I didn’t go to school. I spent the whole day crying. If my mother had been with me she would have known that this crying jag was the longest (longer than the bout of tears over the baby’s spitting up on the new red dress I had wanted to dazzle my father with the first time we visited him in prison).

That evening he tried to make up with me, but I refused. For two weeks I didn’t say a word to him.

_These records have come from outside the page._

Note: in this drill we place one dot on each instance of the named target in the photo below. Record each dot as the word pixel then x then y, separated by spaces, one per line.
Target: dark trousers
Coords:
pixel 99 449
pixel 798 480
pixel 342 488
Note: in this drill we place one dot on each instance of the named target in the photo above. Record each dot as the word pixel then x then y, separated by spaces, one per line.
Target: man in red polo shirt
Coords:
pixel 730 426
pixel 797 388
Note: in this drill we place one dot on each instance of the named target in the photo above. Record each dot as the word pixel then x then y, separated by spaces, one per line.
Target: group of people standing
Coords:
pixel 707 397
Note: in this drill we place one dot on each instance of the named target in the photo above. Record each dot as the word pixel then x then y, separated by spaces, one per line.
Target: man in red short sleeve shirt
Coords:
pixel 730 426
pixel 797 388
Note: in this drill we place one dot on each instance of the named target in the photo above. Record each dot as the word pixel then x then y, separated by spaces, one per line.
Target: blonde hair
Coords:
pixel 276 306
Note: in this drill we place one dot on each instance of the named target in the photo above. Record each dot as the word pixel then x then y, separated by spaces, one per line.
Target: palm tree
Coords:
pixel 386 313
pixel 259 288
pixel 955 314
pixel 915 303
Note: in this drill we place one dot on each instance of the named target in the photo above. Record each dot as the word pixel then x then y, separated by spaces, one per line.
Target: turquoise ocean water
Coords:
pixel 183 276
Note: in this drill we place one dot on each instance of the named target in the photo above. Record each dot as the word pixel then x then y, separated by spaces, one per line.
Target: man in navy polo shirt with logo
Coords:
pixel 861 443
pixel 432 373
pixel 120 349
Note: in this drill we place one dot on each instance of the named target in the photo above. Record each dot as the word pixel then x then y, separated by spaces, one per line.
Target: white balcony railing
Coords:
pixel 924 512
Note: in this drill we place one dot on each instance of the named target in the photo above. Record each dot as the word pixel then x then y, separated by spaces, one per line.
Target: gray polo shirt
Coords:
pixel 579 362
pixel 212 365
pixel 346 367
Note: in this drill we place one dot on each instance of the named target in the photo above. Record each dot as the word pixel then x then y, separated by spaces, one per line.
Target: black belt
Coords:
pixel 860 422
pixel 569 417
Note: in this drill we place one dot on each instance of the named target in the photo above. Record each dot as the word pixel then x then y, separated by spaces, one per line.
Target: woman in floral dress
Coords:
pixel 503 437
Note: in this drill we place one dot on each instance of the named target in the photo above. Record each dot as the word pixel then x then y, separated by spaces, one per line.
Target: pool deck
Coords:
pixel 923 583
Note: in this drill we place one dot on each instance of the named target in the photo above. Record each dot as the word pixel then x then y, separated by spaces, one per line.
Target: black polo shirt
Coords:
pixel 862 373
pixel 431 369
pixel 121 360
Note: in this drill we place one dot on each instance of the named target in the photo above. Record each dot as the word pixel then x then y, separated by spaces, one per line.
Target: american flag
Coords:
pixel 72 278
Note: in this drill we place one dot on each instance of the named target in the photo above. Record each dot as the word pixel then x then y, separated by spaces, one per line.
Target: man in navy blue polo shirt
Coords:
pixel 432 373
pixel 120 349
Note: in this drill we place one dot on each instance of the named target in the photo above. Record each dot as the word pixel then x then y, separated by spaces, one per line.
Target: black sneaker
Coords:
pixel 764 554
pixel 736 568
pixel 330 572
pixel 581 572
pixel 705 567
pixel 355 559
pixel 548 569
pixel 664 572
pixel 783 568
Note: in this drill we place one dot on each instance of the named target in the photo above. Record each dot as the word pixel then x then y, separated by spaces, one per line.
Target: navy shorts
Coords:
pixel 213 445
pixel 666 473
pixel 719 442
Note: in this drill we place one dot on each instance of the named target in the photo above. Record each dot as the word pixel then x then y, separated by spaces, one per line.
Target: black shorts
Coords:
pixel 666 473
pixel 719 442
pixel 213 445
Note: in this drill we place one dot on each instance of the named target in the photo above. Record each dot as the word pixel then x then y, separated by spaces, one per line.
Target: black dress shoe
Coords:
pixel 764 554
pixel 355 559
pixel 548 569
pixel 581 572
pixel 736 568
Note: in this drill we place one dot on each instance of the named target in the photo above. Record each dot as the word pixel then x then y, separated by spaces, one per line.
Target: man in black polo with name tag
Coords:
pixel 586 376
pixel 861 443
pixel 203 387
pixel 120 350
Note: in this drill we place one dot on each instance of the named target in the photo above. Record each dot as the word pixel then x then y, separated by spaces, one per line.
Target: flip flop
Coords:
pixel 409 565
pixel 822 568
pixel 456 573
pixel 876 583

This was the beginning of the most difficult phase of my life. A woman I couldn’t stand came to our home to live with us, leaving me nothing of my familiar abode except my bedroom, the only place in the house that was off-limits to her. Her presence in the house made me feel stifled, as if she were not merely treading upon one of my limbs, but actually standing on my chest with all her considerable weight. I wished she would die. Every day, every hour, every moment I wished she would die. The resentment I felt for my father was limitless. He didn’t care, paid no attention. He saw nothing, heard nothing, felt nothing. Meanwhile, I crouched with my head in my arms, in a futile attempt to protect it from the debris from the house, some of whose rubble was still coming down on me, wood, glass, and stone, wounding me and causing me to bleed.

It seemed to me that I hated him. It seemed to me that I pitied him, my pity mixed with contempt. I felt my father was stupid – foolish and selfish, that his selfishness was tragic.

I began writing long letters to my mother, and counting the days until hers arrived. I distanced myself from my friends, since it seemed to me that intimacy was not possible unless I talked about my troubles, and I couldn’t bring myself to talk about my father in the unfavourable terms in which I had come to view him.